The Hamburg-based company has €41.4bn under management and now has a commercial portfolio of five properties in Dublin worth more than €620m.
A surge in investment by tech companies has driven large office property deals in Dublin, with 11 deals over 5,000 sq m completed last year and continuing this year, and Facebook and Salesforce signing big deals in the city.
In June this year, the German real estate investment manager announced the acquisition of Ballast House for UniInstitutional European Real Estate.
Analysis from real estate service provider Savills says that despite a four-year boom in Dublin office space construction that has delivered 508,723 sq m of new space, the net additional space now stands at just 229,165 sq m when demolitions are subtracted from the total. According to the most recent Savills report, the vacancy rate in Dublin is 8.4pc of stock overall, but it is much lower in the central business district, at 5.2pc, and even lower in the Docklands, at 4.5pc. Union Investment, which manages a range of funds for both private and institutional investors, said it intends to monitor the Dublin office market "for further acquisition opportunities".
An increasing number of funds have started investing in the Irish property market since the end of the recession.
Low global interest rates have pushed more funds into the property market, thanks to the negative or low yields on offer in the bond market.
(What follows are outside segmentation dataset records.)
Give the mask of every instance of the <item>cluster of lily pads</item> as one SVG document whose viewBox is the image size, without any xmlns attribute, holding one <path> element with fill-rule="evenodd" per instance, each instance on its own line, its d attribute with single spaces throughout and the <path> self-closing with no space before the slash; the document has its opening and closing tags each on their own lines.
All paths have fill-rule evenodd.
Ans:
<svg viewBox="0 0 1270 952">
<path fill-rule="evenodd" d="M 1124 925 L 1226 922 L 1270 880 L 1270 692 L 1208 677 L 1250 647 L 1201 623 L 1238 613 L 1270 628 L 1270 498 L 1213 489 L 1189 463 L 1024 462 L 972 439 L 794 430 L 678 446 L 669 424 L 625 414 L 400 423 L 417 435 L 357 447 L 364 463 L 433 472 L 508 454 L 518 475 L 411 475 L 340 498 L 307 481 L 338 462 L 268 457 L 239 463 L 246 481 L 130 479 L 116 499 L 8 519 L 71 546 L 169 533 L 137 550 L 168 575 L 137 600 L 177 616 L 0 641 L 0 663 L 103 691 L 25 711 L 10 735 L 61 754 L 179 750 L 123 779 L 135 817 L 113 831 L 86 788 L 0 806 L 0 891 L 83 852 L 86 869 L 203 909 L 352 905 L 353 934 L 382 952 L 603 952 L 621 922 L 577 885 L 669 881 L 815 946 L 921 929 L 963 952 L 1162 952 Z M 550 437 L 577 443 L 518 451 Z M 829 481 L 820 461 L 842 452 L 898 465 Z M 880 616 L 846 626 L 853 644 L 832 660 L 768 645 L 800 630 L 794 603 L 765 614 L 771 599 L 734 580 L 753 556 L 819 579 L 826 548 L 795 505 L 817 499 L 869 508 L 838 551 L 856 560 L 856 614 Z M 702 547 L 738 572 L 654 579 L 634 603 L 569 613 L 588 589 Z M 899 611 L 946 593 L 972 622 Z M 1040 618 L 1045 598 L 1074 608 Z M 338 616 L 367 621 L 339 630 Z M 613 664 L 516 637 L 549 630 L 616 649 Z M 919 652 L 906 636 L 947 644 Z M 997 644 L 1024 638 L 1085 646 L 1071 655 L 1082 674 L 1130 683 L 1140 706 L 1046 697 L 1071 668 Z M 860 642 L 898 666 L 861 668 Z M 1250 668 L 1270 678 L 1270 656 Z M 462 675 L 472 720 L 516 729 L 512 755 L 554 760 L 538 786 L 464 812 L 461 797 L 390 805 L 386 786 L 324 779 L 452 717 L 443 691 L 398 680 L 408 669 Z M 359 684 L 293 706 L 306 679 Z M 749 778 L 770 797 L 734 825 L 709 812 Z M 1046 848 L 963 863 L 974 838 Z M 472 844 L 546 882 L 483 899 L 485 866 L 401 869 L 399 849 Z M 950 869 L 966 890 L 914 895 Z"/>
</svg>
According to the Central Bank of Ireland, by the end of 2018, real estate investment funds had amassed commercial property here worth €18bn - dwarfing the €4bn held by insurance companies and the €3.1bn held by pension funds. Even Irish banks' commercial property loan book total is significantly less at €12bn, much of it non- performing.
Real estate investment trusts have only been in Ireland since 2013 and are significantly funded from abroad.
The Central Bank has started to warn that the dominance of offshore money in Ireland's commercial property market - including retail sector landlords and so-called cuckoo funds snapping up entire apartment blocks - creates new risks that they will import boom-bust cycles from the rest of the world, increasing the chances of a bust here.